Re: table versioning approach (not auditing)

From: Gavin Flower <GavinFlower(at)archidevsys(dot)co(dot)nz>
To: Jim Nasby <Jim(dot)Nasby(at)BlueTreble(dot)com>, Adam Brusselback <adambrusselback(at)gmail(dot)com>, Felix Kunde <felix-kunde(at)gmx(dot)de>
Cc: "pgsql-general(at)postgresql(dot)org" <pgsql-general(at)postgresql(dot)org>
Subject: Re: table versioning approach (not auditing)
Date: 2014-10-08 03:40:59
Message-ID: 5434B24B.6020401@archidevsys.co.nz
Views: Raw Message | Whole Thread | Download mbox | Resend email
Thread:
Lists: pgsql-general

On 08/10/14 13:29, Jim Nasby wrote:
> On 10/6/14, 6:10 PM, Gavin Flower wrote:
>> Even if timestamps are used extensively, you'd have to be careful
>> joining on them.

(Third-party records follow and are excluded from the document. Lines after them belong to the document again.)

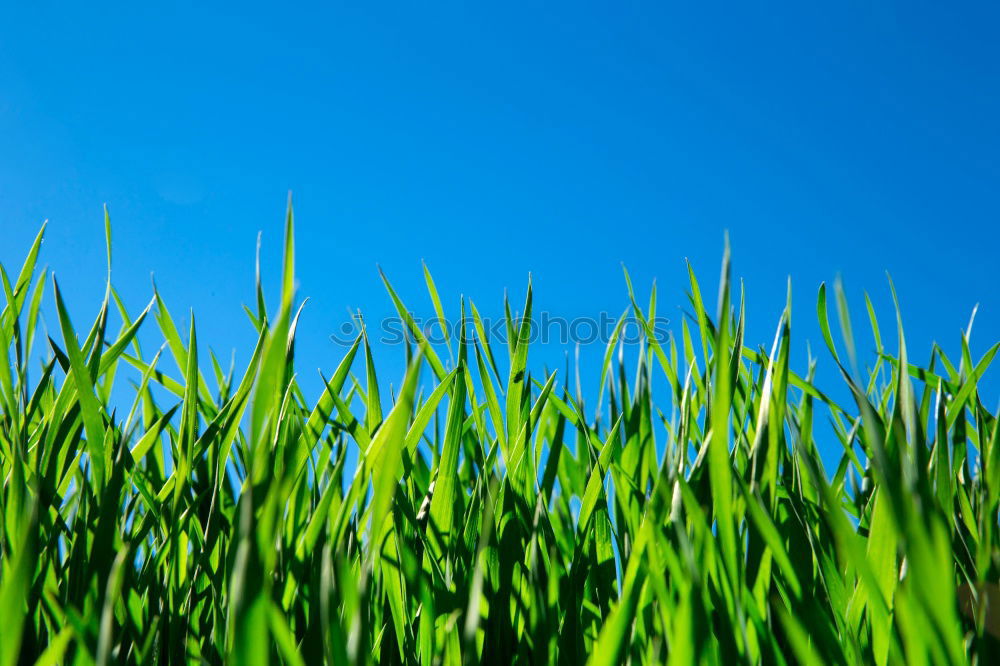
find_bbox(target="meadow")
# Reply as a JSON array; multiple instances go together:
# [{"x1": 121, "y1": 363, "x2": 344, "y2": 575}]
[{"x1": 0, "y1": 208, "x2": 1000, "y2": 666}]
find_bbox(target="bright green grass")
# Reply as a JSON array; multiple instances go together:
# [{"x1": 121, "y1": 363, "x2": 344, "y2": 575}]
[{"x1": 0, "y1": 205, "x2": 1000, "y2": 666}]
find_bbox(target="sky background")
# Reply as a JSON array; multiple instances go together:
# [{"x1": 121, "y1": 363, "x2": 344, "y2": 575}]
[{"x1": 0, "y1": 1, "x2": 1000, "y2": 466}]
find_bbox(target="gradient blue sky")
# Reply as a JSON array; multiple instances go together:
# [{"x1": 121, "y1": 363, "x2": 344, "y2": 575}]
[{"x1": 0, "y1": 2, "x2": 1000, "y2": 464}]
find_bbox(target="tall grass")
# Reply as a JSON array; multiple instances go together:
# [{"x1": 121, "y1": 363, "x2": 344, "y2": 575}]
[{"x1": 0, "y1": 205, "x2": 1000, "y2": 666}]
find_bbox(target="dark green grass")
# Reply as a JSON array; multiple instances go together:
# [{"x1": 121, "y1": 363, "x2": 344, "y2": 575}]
[{"x1": 0, "y1": 205, "x2": 1000, "y2": 666}]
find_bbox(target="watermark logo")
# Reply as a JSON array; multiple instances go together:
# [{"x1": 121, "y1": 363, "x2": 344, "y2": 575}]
[{"x1": 330, "y1": 312, "x2": 670, "y2": 346}]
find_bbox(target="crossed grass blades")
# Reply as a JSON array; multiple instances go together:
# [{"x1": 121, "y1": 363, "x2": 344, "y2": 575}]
[{"x1": 0, "y1": 208, "x2": 1000, "y2": 666}]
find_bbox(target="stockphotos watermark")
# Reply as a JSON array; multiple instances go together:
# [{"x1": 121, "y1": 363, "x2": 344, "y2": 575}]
[{"x1": 330, "y1": 312, "x2": 670, "y2": 346}]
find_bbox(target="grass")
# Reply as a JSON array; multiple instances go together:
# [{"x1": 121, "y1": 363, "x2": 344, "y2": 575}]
[{"x1": 0, "y1": 204, "x2": 1000, "y2": 666}]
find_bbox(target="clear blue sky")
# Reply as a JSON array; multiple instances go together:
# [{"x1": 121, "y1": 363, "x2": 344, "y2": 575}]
[{"x1": 0, "y1": 2, "x2": 1000, "y2": 466}]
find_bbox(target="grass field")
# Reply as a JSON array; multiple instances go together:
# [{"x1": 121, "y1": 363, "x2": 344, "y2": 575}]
[{"x1": 0, "y1": 205, "x2": 1000, "y2": 666}]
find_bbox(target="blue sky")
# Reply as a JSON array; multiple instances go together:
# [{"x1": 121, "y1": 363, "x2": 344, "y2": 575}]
[{"x1": 0, "y1": 2, "x2": 1000, "y2": 464}]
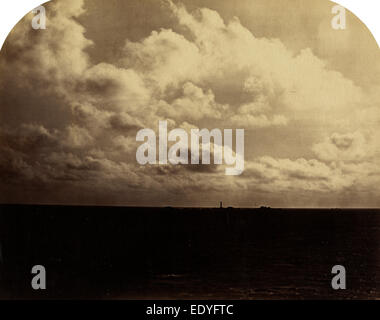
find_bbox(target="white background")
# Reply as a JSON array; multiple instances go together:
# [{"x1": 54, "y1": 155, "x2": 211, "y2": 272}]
[{"x1": 0, "y1": 0, "x2": 380, "y2": 50}]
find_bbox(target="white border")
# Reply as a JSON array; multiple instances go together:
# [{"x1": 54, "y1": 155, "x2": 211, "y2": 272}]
[{"x1": 0, "y1": 0, "x2": 380, "y2": 47}]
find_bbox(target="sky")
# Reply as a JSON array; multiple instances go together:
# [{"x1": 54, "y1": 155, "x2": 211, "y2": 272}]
[{"x1": 0, "y1": 0, "x2": 380, "y2": 208}]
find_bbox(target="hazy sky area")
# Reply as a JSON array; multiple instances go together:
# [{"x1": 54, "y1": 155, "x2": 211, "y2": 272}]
[{"x1": 0, "y1": 0, "x2": 380, "y2": 207}]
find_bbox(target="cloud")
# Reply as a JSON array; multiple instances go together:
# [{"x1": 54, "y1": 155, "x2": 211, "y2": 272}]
[{"x1": 0, "y1": 0, "x2": 380, "y2": 205}]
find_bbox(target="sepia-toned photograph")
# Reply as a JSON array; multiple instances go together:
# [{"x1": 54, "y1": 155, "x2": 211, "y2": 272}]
[{"x1": 0, "y1": 0, "x2": 380, "y2": 300}]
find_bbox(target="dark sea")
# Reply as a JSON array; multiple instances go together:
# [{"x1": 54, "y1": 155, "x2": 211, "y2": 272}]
[{"x1": 0, "y1": 205, "x2": 380, "y2": 300}]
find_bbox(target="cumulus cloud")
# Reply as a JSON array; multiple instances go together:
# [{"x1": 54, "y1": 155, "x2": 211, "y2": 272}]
[{"x1": 0, "y1": 0, "x2": 380, "y2": 206}]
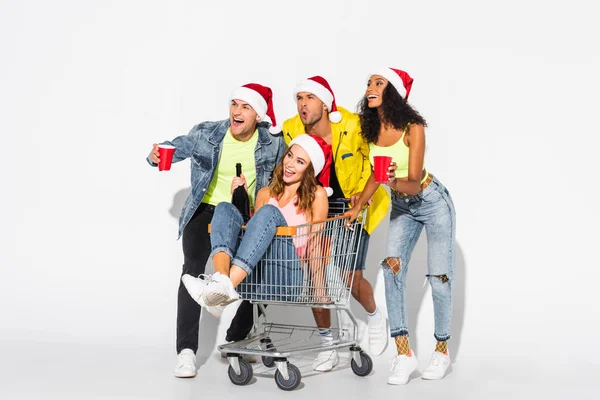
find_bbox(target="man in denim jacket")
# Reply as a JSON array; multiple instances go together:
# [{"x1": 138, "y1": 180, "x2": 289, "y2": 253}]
[{"x1": 147, "y1": 83, "x2": 285, "y2": 378}]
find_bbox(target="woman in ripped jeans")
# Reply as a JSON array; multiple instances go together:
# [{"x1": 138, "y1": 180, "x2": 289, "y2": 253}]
[{"x1": 350, "y1": 67, "x2": 456, "y2": 385}]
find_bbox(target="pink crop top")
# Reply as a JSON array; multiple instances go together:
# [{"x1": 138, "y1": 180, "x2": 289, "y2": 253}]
[{"x1": 267, "y1": 196, "x2": 308, "y2": 258}]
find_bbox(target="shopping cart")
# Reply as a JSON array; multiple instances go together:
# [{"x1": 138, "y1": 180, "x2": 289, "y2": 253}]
[{"x1": 217, "y1": 199, "x2": 373, "y2": 390}]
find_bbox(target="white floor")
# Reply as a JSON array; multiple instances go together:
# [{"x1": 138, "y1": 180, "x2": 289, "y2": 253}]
[{"x1": 0, "y1": 332, "x2": 600, "y2": 400}]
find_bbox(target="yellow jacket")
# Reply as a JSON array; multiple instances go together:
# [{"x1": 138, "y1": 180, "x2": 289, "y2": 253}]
[{"x1": 282, "y1": 106, "x2": 390, "y2": 234}]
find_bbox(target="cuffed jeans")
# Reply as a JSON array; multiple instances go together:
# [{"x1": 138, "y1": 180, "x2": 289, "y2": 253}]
[
  {"x1": 210, "y1": 203, "x2": 303, "y2": 301},
  {"x1": 382, "y1": 177, "x2": 456, "y2": 341}
]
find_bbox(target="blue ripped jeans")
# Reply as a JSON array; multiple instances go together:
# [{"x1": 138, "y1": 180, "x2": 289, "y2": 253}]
[
  {"x1": 210, "y1": 202, "x2": 303, "y2": 301},
  {"x1": 381, "y1": 177, "x2": 456, "y2": 341}
]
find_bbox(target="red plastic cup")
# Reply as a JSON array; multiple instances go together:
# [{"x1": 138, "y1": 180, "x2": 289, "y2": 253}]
[
  {"x1": 373, "y1": 156, "x2": 392, "y2": 183},
  {"x1": 158, "y1": 144, "x2": 175, "y2": 171}
]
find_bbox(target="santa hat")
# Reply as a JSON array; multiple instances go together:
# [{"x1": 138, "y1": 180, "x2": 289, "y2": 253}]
[
  {"x1": 367, "y1": 67, "x2": 413, "y2": 101},
  {"x1": 294, "y1": 75, "x2": 342, "y2": 123},
  {"x1": 229, "y1": 83, "x2": 281, "y2": 134},
  {"x1": 290, "y1": 133, "x2": 333, "y2": 197}
]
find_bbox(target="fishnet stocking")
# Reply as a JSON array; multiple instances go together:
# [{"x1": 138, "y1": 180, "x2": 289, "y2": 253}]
[
  {"x1": 394, "y1": 335, "x2": 411, "y2": 356},
  {"x1": 435, "y1": 342, "x2": 448, "y2": 354}
]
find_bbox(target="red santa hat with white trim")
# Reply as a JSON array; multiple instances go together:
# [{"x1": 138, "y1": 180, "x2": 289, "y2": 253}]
[
  {"x1": 367, "y1": 67, "x2": 414, "y2": 101},
  {"x1": 229, "y1": 83, "x2": 281, "y2": 135},
  {"x1": 294, "y1": 75, "x2": 342, "y2": 123},
  {"x1": 289, "y1": 133, "x2": 333, "y2": 197}
]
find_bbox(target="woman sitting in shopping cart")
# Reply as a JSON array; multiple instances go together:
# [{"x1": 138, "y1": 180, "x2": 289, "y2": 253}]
[{"x1": 181, "y1": 134, "x2": 331, "y2": 316}]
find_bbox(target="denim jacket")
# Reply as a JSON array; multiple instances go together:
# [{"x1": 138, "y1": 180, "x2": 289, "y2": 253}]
[{"x1": 146, "y1": 119, "x2": 286, "y2": 239}]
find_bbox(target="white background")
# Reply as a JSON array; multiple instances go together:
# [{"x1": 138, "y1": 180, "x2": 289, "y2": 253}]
[{"x1": 0, "y1": 0, "x2": 600, "y2": 398}]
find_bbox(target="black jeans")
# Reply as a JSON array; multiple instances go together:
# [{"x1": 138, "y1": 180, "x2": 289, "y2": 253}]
[{"x1": 177, "y1": 203, "x2": 215, "y2": 354}]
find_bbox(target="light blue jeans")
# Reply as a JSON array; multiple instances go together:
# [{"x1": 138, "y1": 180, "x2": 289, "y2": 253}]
[
  {"x1": 210, "y1": 202, "x2": 303, "y2": 301},
  {"x1": 381, "y1": 177, "x2": 456, "y2": 341}
]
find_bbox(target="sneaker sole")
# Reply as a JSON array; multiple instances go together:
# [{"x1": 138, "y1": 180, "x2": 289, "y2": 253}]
[{"x1": 202, "y1": 293, "x2": 239, "y2": 307}]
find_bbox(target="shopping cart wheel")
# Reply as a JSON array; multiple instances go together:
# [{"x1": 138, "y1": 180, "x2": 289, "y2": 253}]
[
  {"x1": 275, "y1": 363, "x2": 301, "y2": 391},
  {"x1": 227, "y1": 357, "x2": 253, "y2": 386},
  {"x1": 350, "y1": 351, "x2": 373, "y2": 376}
]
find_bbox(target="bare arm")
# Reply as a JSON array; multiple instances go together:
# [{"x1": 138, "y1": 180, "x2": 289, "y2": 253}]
[
  {"x1": 307, "y1": 186, "x2": 330, "y2": 303},
  {"x1": 388, "y1": 124, "x2": 425, "y2": 196}
]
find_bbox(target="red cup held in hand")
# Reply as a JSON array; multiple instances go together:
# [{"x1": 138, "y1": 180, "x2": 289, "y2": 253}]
[
  {"x1": 373, "y1": 156, "x2": 392, "y2": 183},
  {"x1": 158, "y1": 144, "x2": 175, "y2": 171}
]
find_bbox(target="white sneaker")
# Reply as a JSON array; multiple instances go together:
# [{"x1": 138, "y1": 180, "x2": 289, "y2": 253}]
[
  {"x1": 421, "y1": 351, "x2": 450, "y2": 379},
  {"x1": 388, "y1": 352, "x2": 419, "y2": 385},
  {"x1": 368, "y1": 316, "x2": 389, "y2": 356},
  {"x1": 181, "y1": 274, "x2": 210, "y2": 307},
  {"x1": 206, "y1": 306, "x2": 225, "y2": 318},
  {"x1": 175, "y1": 349, "x2": 196, "y2": 378},
  {"x1": 313, "y1": 350, "x2": 340, "y2": 372},
  {"x1": 202, "y1": 272, "x2": 240, "y2": 306}
]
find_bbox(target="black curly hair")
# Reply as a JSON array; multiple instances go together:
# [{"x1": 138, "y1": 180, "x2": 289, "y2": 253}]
[{"x1": 358, "y1": 82, "x2": 427, "y2": 143}]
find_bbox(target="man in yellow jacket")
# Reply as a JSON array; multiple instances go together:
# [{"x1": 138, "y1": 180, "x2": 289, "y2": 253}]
[{"x1": 282, "y1": 76, "x2": 390, "y2": 371}]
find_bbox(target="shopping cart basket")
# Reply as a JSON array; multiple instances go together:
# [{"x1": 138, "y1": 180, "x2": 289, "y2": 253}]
[{"x1": 218, "y1": 199, "x2": 373, "y2": 390}]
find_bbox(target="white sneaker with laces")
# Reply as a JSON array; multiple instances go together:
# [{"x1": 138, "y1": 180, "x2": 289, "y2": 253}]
[
  {"x1": 368, "y1": 316, "x2": 389, "y2": 356},
  {"x1": 181, "y1": 274, "x2": 210, "y2": 307},
  {"x1": 421, "y1": 351, "x2": 450, "y2": 379},
  {"x1": 313, "y1": 350, "x2": 340, "y2": 372},
  {"x1": 175, "y1": 349, "x2": 196, "y2": 378},
  {"x1": 206, "y1": 306, "x2": 225, "y2": 318},
  {"x1": 202, "y1": 272, "x2": 240, "y2": 306},
  {"x1": 387, "y1": 352, "x2": 419, "y2": 385}
]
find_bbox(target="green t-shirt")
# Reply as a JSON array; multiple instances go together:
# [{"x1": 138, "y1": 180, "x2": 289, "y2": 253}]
[{"x1": 202, "y1": 129, "x2": 258, "y2": 207}]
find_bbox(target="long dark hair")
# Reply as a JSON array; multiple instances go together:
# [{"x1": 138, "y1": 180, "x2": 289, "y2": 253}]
[
  {"x1": 269, "y1": 147, "x2": 319, "y2": 218},
  {"x1": 358, "y1": 82, "x2": 427, "y2": 142}
]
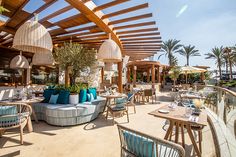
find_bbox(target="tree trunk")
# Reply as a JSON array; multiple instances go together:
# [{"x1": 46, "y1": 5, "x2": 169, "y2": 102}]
[{"x1": 187, "y1": 57, "x2": 189, "y2": 66}]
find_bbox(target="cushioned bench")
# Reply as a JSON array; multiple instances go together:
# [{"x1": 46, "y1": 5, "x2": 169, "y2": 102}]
[{"x1": 33, "y1": 96, "x2": 106, "y2": 126}]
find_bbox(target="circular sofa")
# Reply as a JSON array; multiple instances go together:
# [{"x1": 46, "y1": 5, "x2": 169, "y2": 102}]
[{"x1": 32, "y1": 96, "x2": 106, "y2": 126}]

You may have information valid at T1 and changing at
>> T3, but the transaction has T2, where T1 < T2 < T3 - the appropriate
>> set of data would be associated with T1, would would not get anywhere
>> trying to find data with a timestamp of T2 (unless you were very
>> lucky!).
>
> Yeah, this is why I think timestamps need to be shunned in favor of
> explicit pointers. Anyone that thinks timestamps are good enough
> hasn't thought the problem through completely. :)
>
> I also think there's potential value to storing full transaction
> information (presumably in a separate table): txid_current(),
> txid_current_snapshot(), now(), current_user, maybe some other stuff
> (client IP address?). That way you can tell exactly what created a
> history record. With appropriate shenanigans you can theoretically
> determine exactly what other history data would be visible at that
> time without using pointers (but man would that bu ugly!)
>
>> Actually things like phone numbers are tricky. Sometimes you may
>> want to use the current phone number, and not the one extant at that
>> time (as you want to phone the contact now), or you may still want
>> the old phone number (was the call to a specific number at date/time
>> legitimate & who do we charge the cost of the call too).
>
> Yeah, I'm pretty convinced at this point that history/versioning
> should be built on top of a schema that always contains the current
> information, if for no other reason than so you always have a PK that
> points to what's current in addition to your history PKs.
One of the motivations for having an effective_date, was being able to
put changes into the database ahead of time.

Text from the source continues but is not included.